If you've already got a savings account, what happens in this low base rate environment depends on whether it is fixed or variable. If you've got a fixed rate account, the rate will apply for the set period. However, any other accounts are likely to be variable, and this means the provider can chop the rate whenever it likes.
Always monitor your rate closely. Once you're told about a cut, check your own account and ditch 'n' switch if it's dropped.
Do you live off savings interest?
When using fixed rate savings, you won't usually get paid monthly interest, though a few accounts do offer this. Therefore many who rely on interest earned from savings as an income stream don't fix, even though they could get higher rates. There's a workaround, though.
Here's an example (ignoring tax for ease of explanation)...
A couple have £100,000, and can get 5% in a year-long fixed account and 3% in an instant access account. They'd like roughly £5,000 of interest from these savings to supplement their income.
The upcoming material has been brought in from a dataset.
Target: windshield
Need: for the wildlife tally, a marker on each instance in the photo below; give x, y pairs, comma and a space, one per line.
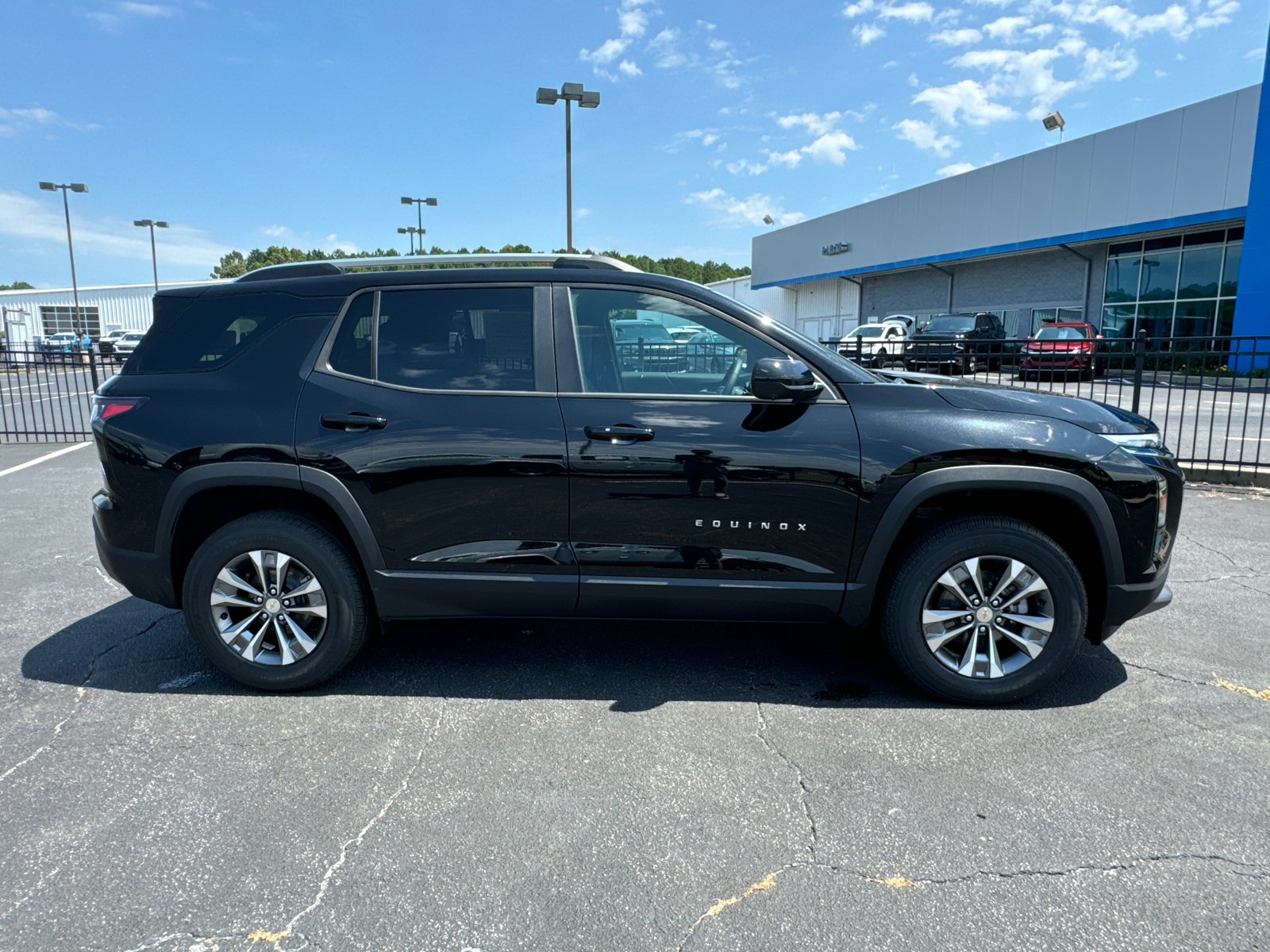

To do this, they should put £95,000 in the fixed account, and £5,000 in the instant access. Then they should spend the instant access money over the year, knowing the £4,750 interest earned in the fixed account will make up for it. They'll effectively get the high rate and be spending the interest.
This way you can grab the higher fixed-rate accounts, but retain access to enough cash in the meantime. Remember though, if you might need to get at the whole lump within the fixed term, this trick won't help and fixed rates may not be for you.